In the course of my job I get the pleasure of treasure hunting through old historical texts on painting materials and methods. For an established paint-geek like myself, this is pure heaven, especially when uncovering an insight or finding a gem to be gleaned from all those past experiences. Every now and then, however, I come across something that is – shall we say – of a more curious nature that can certainly raise an eyebrow or two. The following is one that caught my eye the other day and thought I would share.
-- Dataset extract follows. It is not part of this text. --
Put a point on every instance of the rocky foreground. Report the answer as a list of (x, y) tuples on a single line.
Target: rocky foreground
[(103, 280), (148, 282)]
It is an excerpt from Robert Dossie’s Handmaid of the Arts published in 1783, and found in Storm, A. “Eighteenth Century Paint Materials And The Painters Craft As Practiced In Louisbourg” 1982, (Cape Breton, Nova Scotia Canada) :
“To make a drying oil to make any color that is mixed with it, dry quickly:
Add two ounces of litharge of lead to a quart of linseed oil (though some use red lead) powdered very fine, and boil it for near an hour in an earthen pan, or till the oil be grown fat, or almost of the consistence of molasses, then set it on fire with a lighted paper, keep it stirring while burning, which need not be above a minute or two, then put out the flame, and let it stand till it be thoroughly cold, and that the litharge has settled well to the bottom; then pour off the clear oil, and put it in a bladder, close tied up for use. “
Well, some things in the 18th century are really best left in the 18th century.
And I hope it goes without saying, don’t try this at home. Or anywhere else for that matter.